Chris reached into his backpack and pulled out two VHS cassettes — one with a computer-generated label that said, “Best of Mr. Fantastic,” the other with a hand-scrawled label that read, “Best of Backyard Wrestling, Vol. 1.”
“It’s not on there,” he said. “It’s on my ‘Whatta Man’ video. Me as a 16-year-old to ‘Whatta Man’” — the song by Salt’n’Pepa:
My man is smooth like Barry, and his voice got bass A body like Arnold with a Denzel face What a man, what a man, what a man What a mighty good man
HERE COMES GREATNESS
For more than two years, filmmaker Matt Luem and his partner Greg Fiering followed Chris Jackson and his friends for an extensive documentary project called Here‰ Comes Greatness. Luem and Fiering discovered the kids the same way many of the kids found out about each other: on the Internet via a Web site for the Backyard Wrestling Association. Curiosity soon bloomed into full-blown obsession: Luem claims to have 2,500 negatives and 140 hours of footage; Fiering has created a 600-page transcript of dialogue from the videotapes. They probably qualify as the phenomenon’s reigning experts.
I caught up with Luem at a Santa Monica editing facility where we viewed some of the best incidents he and Fiering had caught on tape: Andre “Youth Suicide” Verdun touching dollar bills to his bloody forehead and handing them out as souvenirs; Verdun attending to a friend’s head wound by Super Glue–ing it shut; Ryan Rage poised to jump off a rooftop holding a championship belt made of cardboard and tin over his head. In one clip, a dusky Latino boy named Eric Trejo is dressed as a masked, lucha libre–style wrestler with a safety-orange baseball cap. His name, Super Chunty, is a play on a typical ethnic slur.

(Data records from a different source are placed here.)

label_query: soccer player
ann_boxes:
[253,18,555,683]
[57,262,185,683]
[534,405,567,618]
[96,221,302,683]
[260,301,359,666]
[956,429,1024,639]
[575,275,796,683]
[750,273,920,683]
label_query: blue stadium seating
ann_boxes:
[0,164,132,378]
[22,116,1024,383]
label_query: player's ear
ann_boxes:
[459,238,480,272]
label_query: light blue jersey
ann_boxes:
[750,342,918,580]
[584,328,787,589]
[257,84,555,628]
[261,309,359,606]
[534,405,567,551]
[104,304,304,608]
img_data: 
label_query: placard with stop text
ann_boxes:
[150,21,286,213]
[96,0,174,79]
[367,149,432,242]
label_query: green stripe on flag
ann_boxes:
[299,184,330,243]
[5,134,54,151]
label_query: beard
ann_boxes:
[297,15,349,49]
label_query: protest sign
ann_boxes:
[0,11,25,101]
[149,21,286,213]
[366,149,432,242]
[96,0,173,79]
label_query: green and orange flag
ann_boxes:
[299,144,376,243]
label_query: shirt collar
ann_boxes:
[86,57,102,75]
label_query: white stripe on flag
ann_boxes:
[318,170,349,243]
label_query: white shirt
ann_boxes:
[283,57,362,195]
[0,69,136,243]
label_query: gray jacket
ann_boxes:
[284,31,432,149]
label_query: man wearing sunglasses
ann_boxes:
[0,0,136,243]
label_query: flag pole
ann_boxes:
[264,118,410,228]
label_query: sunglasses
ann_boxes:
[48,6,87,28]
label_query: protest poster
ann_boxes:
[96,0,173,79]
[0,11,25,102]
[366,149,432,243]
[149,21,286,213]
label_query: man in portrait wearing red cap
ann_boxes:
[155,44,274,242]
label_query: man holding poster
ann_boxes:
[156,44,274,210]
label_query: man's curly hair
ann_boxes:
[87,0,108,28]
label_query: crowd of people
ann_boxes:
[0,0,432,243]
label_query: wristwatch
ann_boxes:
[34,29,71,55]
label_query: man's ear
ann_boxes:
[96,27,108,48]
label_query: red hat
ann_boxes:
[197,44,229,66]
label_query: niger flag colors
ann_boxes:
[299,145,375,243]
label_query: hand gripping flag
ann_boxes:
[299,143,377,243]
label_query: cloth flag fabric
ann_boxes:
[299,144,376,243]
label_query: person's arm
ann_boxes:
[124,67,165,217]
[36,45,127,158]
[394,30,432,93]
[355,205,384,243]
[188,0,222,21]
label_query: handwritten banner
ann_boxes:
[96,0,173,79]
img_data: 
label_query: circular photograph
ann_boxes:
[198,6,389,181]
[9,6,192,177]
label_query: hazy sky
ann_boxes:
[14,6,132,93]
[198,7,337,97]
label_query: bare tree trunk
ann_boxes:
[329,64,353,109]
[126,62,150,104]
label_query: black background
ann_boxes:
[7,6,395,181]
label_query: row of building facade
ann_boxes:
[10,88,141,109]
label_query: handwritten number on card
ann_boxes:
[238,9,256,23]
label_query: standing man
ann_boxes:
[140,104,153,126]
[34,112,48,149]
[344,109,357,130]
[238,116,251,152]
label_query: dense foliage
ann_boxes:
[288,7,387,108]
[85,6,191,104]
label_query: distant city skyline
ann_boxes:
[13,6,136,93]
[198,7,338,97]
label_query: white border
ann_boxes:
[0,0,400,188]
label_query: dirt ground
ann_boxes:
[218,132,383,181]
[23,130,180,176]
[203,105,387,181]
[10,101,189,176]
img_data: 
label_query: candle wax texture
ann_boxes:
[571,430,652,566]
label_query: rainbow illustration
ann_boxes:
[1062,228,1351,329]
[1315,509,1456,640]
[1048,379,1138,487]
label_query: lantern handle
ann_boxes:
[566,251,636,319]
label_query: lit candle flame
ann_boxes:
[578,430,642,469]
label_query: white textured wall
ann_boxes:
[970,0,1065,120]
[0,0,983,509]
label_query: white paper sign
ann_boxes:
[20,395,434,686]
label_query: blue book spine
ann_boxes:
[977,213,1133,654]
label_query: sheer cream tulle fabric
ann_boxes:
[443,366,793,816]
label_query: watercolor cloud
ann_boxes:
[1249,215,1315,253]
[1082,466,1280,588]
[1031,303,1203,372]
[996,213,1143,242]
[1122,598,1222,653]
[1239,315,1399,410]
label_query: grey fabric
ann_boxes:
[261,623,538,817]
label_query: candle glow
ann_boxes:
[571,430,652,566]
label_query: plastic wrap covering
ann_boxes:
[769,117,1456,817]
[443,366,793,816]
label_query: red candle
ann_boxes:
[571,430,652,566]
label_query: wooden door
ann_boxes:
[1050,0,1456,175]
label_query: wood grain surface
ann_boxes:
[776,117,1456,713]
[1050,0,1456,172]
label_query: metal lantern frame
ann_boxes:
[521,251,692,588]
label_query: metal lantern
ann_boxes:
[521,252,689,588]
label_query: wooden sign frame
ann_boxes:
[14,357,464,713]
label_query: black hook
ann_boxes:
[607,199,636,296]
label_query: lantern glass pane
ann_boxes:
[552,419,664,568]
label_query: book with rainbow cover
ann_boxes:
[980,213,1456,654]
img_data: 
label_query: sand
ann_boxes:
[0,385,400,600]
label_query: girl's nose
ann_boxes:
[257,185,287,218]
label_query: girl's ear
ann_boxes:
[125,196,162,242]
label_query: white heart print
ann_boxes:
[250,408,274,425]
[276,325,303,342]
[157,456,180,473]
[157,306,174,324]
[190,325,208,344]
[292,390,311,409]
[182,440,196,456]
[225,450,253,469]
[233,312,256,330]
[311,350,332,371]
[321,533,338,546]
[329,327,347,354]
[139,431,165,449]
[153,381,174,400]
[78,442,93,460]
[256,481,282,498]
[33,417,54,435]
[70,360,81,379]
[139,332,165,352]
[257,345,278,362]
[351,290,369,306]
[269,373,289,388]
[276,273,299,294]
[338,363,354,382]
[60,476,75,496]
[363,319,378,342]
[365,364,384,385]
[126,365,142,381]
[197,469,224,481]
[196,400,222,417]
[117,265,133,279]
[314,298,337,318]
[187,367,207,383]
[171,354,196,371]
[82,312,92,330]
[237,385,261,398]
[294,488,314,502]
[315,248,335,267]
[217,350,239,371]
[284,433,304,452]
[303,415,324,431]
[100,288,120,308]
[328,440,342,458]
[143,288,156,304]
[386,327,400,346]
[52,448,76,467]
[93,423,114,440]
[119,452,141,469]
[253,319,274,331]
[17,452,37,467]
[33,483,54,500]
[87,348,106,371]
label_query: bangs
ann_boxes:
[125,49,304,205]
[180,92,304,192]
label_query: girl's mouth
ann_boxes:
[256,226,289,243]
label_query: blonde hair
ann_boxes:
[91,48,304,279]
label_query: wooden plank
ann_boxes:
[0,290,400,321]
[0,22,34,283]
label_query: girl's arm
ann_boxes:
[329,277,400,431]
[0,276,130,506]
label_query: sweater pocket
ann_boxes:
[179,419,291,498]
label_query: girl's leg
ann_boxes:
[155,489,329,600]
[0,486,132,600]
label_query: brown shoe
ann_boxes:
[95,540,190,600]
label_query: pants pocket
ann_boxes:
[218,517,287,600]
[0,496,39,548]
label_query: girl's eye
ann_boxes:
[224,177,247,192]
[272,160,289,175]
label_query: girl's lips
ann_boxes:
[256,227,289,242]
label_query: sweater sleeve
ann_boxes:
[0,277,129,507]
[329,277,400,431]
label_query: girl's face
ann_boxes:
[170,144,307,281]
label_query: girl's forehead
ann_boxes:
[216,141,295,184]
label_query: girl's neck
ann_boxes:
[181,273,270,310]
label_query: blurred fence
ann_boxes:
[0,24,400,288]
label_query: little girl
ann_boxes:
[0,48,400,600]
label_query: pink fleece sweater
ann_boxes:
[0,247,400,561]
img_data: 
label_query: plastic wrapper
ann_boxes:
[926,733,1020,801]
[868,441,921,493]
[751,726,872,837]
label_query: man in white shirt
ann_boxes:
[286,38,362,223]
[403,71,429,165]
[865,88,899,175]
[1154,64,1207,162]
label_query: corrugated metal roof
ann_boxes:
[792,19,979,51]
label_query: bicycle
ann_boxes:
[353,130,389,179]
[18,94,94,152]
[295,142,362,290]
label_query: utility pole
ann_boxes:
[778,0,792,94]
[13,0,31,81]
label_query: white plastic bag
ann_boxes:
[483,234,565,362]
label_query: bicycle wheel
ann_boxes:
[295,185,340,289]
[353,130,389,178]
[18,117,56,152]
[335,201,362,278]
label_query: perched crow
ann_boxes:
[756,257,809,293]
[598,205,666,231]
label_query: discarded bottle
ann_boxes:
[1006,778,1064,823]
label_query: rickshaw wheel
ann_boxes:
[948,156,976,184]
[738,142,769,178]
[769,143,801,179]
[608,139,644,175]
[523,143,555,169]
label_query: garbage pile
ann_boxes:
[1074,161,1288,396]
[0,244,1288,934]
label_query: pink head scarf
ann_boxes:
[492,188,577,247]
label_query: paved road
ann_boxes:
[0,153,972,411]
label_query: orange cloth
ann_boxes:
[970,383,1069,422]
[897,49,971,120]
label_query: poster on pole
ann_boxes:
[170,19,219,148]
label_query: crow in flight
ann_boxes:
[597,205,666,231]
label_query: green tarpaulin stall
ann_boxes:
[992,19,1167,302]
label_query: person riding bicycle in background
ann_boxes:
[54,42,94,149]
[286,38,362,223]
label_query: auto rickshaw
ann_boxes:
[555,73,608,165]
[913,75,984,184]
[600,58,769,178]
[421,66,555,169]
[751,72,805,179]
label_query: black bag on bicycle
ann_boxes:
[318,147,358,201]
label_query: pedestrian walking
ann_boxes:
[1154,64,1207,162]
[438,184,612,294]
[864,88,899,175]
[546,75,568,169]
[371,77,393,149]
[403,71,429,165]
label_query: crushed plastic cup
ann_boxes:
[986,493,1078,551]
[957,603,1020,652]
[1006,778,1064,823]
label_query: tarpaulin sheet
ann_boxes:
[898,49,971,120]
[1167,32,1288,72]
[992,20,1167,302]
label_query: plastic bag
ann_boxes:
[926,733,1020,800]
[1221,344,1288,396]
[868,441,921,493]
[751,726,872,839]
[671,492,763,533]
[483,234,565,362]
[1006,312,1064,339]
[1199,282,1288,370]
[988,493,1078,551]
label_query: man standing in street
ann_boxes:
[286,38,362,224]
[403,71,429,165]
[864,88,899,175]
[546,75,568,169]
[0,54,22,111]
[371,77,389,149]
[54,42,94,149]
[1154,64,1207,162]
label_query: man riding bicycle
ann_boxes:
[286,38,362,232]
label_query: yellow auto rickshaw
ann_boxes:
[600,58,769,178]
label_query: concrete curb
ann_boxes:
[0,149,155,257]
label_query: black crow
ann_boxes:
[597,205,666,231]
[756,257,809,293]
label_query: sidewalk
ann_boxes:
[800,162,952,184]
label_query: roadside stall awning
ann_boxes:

“I actually see a lot of racial unity in backyard wrestling,” Luem said as he finished with the highlights. “Here in California a lot of this is happening in very mixed neighborhoods, very ethnic neighborhoods. There aren’t a lot of kids who will assume other ethnic identities when they’re wrestling, but it has happened.” Another of Eric Trejo’s characters, Luem told me, was named Tasteless Tony 80s. He was a white kid from the ’80s who thought he was a black kid in the ’90s. It was a roundabout send-up of “wiggers” — suburban white kids hooked on rap music and black urban culture. ‰
“You certainly can’t do something like that in sports or even necessarily in theater unless you’re writing the plays,” Luem said. “I think a kid like Chris Jackson is just incredibly bright. If it wasn’t for this kind of phenomenon, I don’t know if he would have ever found an outlet for his creative performance side. In some strange way, wrestling works for him. He can create this character and then use the qualities of that character — the toughness he’s learned, the irreverence — and he can use those qualities to inform his normal life.”
Luem’s background is in punk rock, and he feels a certain affinity between his own passions and those of the backyarders. “The kids are not violence junkies,” he said. “They are adrenaline junkies. They don’t want to hurt each other. In fact, a lot of them have said to me it’s much better to actually be on the receiving end of the blow. Why? Well, think about it: Why would you stand in the front row of a punk rock concert without earplugs when they have those huge speakers? That could be interpreted as a pretty violent experience, but in fact it’s more about the rush of that moment, and the adrenaline you experience as a witness or a participant — if there’s any difference. At punk concerts most of the people watching the bands were in bands themselves. When I went to backyard-wrestling shows, it was usually just other wrestlers.
“What these kids have is a desire to be something that they’re not,” Luem continued. “They want to re-create themselves, particularly at the age when most of them start. They are at that period in their lives where they are thrashing through adolescence and trying to figure out who they are. Physically, they’re changing. Mentally, they’re changing. Their home lives might be unstable. It’s almost like they have inherited this idea of the mutable personality from day one. I call them the post–Mick Foley, post-Madonna generation. When I was growing up, I never thought of just reinventing myself, taking a totally different name and re-imagining myself. Even if I did, I never would have had a place to go with that name. I think the wrestling provides them with a stage for that persona.”
I asked Luem about the kids’ incessant videotaping. “It’s a form of journaling,” he said. “They are journaling their way through adolescence. It is a process that builds some self-awareness. Through backyard wrestling, their lives start to tell a story, and conversely, they use their characters to tell a story about their lives. Previously, these kids didn’t have any narrative that made any sense to them, and they took control of that. They bring in humiliation and redemption. They bring in triumph and defeat. They bring in all these kind of mythic processes and then apply them to their lives. I think that’s one of the most amazing things about it.”